AUGUSTA COUNTY, Va. (WHSV) -- People for and against the proposed Atlantic Coast Pipeline met at a community gathering hosted by Dominion Resources in Churchville Tuesday night.
Willis Cutchin, a local pipeline supporter, said, "I would support it whether it's in my property or out of it. It doesn't matter, because I understand the need."
As anti-pipeline groups protested outside the school, Cutchin said he lived with a gas pipeline in front of his house for 20 years without any trouble.
"I just believe they just don't know what it really is like, because they've never lived next to one. A lot of people don't realize there are hundreds of miles in this area already," said Cutchin.

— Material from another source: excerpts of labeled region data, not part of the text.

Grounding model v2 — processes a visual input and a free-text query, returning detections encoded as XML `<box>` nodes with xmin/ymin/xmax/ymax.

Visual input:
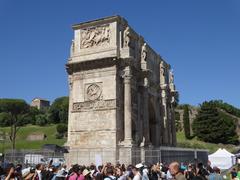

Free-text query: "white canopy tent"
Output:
<box><xmin>208</xmin><ymin>148</ymin><xmax>236</xmax><ymax>169</ymax></box>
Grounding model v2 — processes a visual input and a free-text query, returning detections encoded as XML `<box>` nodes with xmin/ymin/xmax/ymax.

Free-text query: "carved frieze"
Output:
<box><xmin>86</xmin><ymin>83</ymin><xmax>102</xmax><ymax>101</ymax></box>
<box><xmin>73</xmin><ymin>99</ymin><xmax>116</xmax><ymax>112</ymax></box>
<box><xmin>80</xmin><ymin>25</ymin><xmax>110</xmax><ymax>49</ymax></box>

One of the protesters was Becci Harmon. She said the new route comes directly through her property and would force her to move her septic tank during construction.

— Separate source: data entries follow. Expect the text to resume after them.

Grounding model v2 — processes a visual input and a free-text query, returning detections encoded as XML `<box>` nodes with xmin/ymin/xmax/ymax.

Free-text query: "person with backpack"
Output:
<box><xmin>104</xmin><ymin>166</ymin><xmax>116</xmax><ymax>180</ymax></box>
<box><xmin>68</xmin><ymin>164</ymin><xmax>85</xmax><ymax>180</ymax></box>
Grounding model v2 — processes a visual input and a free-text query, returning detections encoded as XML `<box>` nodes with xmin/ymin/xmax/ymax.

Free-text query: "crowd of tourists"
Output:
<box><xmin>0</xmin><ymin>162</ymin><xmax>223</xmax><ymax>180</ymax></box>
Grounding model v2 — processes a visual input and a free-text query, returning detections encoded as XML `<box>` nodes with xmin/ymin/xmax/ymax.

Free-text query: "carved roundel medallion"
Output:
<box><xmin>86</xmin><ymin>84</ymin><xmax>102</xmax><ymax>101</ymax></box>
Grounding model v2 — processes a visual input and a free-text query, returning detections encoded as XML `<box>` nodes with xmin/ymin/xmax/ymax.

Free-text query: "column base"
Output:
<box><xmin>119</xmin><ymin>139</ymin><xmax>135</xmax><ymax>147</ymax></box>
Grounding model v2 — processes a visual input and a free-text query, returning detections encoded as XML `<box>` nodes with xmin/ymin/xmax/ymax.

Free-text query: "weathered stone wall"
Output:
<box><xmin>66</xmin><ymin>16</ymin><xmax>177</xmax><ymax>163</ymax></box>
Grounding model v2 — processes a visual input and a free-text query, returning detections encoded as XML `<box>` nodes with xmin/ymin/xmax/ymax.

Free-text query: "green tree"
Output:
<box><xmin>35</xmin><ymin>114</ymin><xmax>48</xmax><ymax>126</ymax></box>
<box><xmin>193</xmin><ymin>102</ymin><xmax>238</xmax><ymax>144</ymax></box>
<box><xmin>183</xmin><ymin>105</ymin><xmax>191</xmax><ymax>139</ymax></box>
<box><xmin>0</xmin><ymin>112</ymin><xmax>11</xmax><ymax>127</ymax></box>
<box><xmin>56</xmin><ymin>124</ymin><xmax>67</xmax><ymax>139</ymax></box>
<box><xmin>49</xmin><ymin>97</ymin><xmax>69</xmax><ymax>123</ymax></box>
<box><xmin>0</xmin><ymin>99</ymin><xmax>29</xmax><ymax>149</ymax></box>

She said, "We'll have a port o potty in our yard. We'll have no restroom facilities, because we won't have the drain-field or a septic tank. There's nowhere to put one."
Dominion spokesman Aaron Ruby said the pipeline will bring jobs, tax dollars, and lower utility costs to the area.

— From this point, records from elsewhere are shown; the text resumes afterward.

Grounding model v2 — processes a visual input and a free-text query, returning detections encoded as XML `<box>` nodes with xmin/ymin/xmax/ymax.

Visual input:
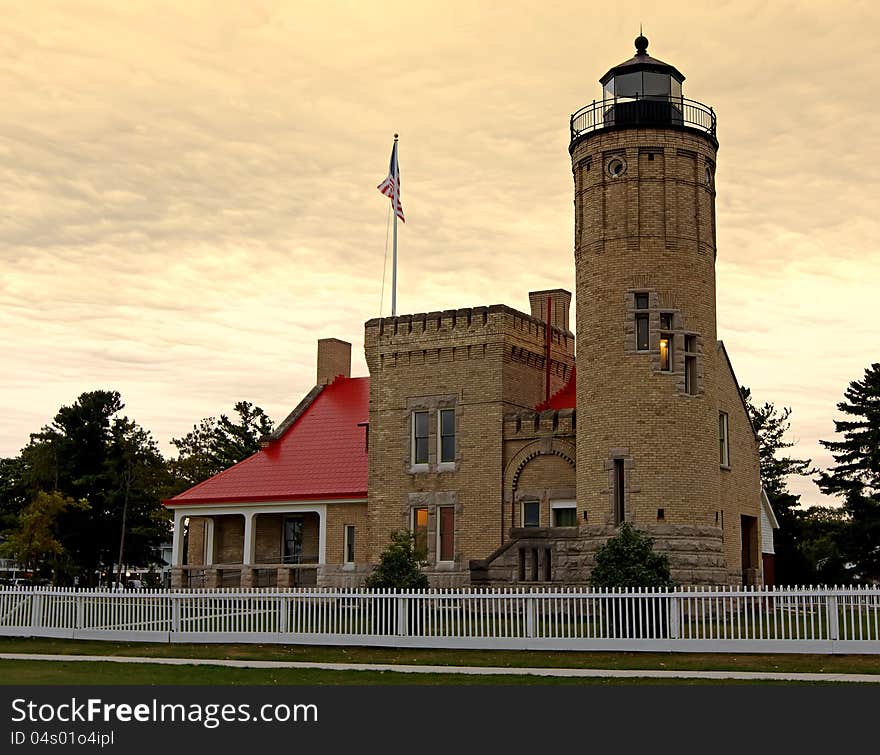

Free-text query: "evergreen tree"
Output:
<box><xmin>170</xmin><ymin>401</ymin><xmax>274</xmax><ymax>492</ymax></box>
<box><xmin>364</xmin><ymin>530</ymin><xmax>428</xmax><ymax>590</ymax></box>
<box><xmin>819</xmin><ymin>362</ymin><xmax>880</xmax><ymax>582</ymax></box>
<box><xmin>590</xmin><ymin>522</ymin><xmax>675</xmax><ymax>588</ymax></box>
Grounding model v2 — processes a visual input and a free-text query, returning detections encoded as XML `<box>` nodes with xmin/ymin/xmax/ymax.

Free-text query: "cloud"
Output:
<box><xmin>0</xmin><ymin>1</ymin><xmax>880</xmax><ymax>512</ymax></box>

His message for those directly affected: "Construction is messy, but it's temporary. After a few months and once the land has been reclaimed and restored back to its original condition life goes back to normal."
While Dominion said the pipeline won't affect property values, Harmon has major concerns.
"They can say all they want that there's no devalue, but it's gone, our house will be worth nothing," Harmon shared.
Dominion said the pipeline is necessary to serve energy needs in the Commonwealth.